La septième initiative concrète des Etats Généraux de Nantes concerne les nouvelles technologies au service de la lecture et des langages. Encore une fois, notre ancienneté dans la nouveauté nous confère quelques titres pour parler d'expérience, comme on dit.

Dès que la décision politique a été prise au tout début des années 80 de faire entrer l'informatique à l'école, les pédagogues se sont partagés en quatre camps, le premier, majoritaire, qui avait déjà réussi à enfermer dans les placards le magnétophone, la diapositive et la télévision scolaire et que l'arrivée des ordinateurs n'impressionnait pas davantage, le second, le plus actif, qui avait largement précursé en la matière et qui, profs de techno ou de math grands lecteurs de Pappert, misaient sur l'introduction d'un nouveau langage pour faire jaillir l'esprit et concevaient donc l'arrivée de l'informatique à travers l'enseignement de la programmation pour les maîtres et pour les élèves, le troisième, le plus retors, qui, n'ayant jusqu'ici jamais entendu parler d'informatique, estimait néanmoins qu'il était nécessaire de l'introduire de manière critique afin d'en démystifier à tout jamais l'usage, un peu comme un prof de lettres met à l'étude un roman de la collection Harlequin afin de couper l'envie aux filles de ne pas préférer Proust, le quatrième, enfin, largement minoritaire, successivement contemporain du remplacement des diligences par les chemins de fer, de la plume sergent-major par le stylo à bille et du boulier par la calculette, qui voyait pointer une multitude de techniques dont les élèves pouvaient s'emparer en grandeur réelle pour produire et dont les maîtres allaient se servir pour aider autrement les enfants à apprendre.
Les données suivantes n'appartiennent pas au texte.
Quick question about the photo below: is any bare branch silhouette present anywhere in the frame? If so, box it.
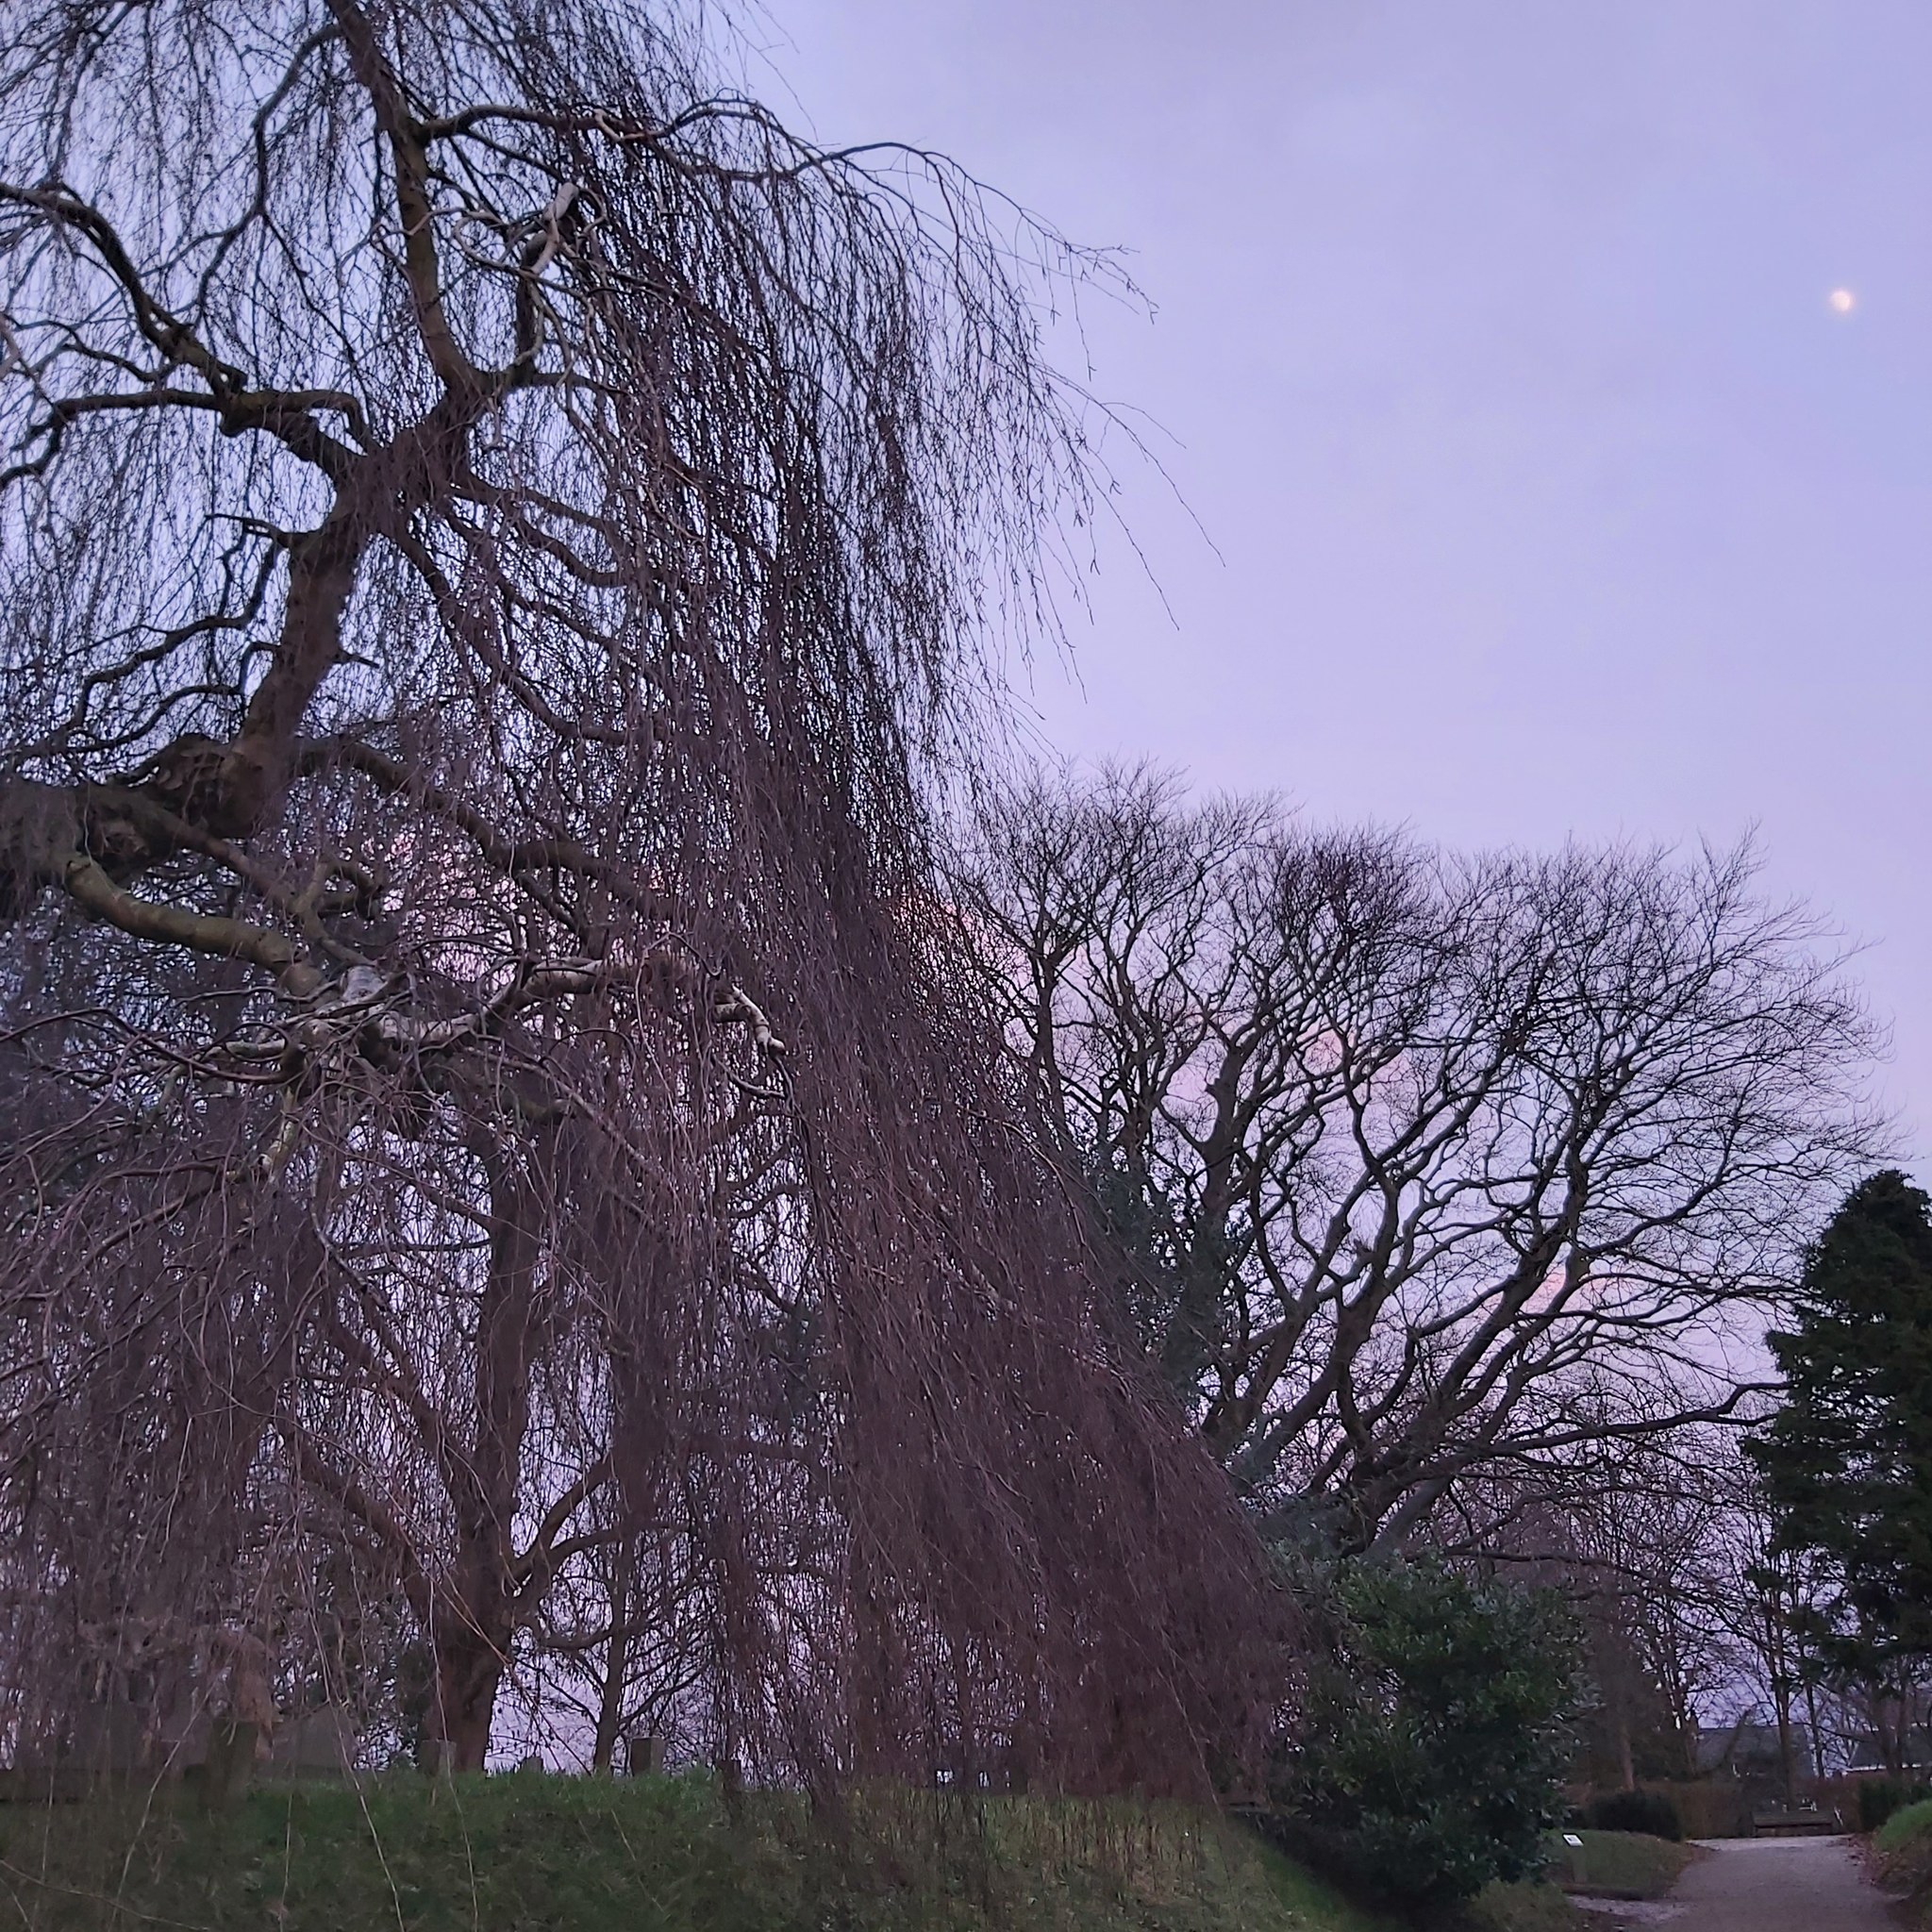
[0,3,1278,1788]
C'est évidemment le deuxième qui l'a emporté.

Nous lui devons les ordinateurs en batterie dans les salles spécialisées avec un planning (l'emploi du temps aurait renvoyé à l'ardoise) d'utilisation par demi-classe, sur le modèle des salles de travaux pratiques de sciences. On va faire de l'informatique une fois par semaine, de même qu'on va à la BCD ou à la piscine. Au collège, c'est pire et on voit mal en quoi un prof de lettres aurait besoin d'ordinateurs.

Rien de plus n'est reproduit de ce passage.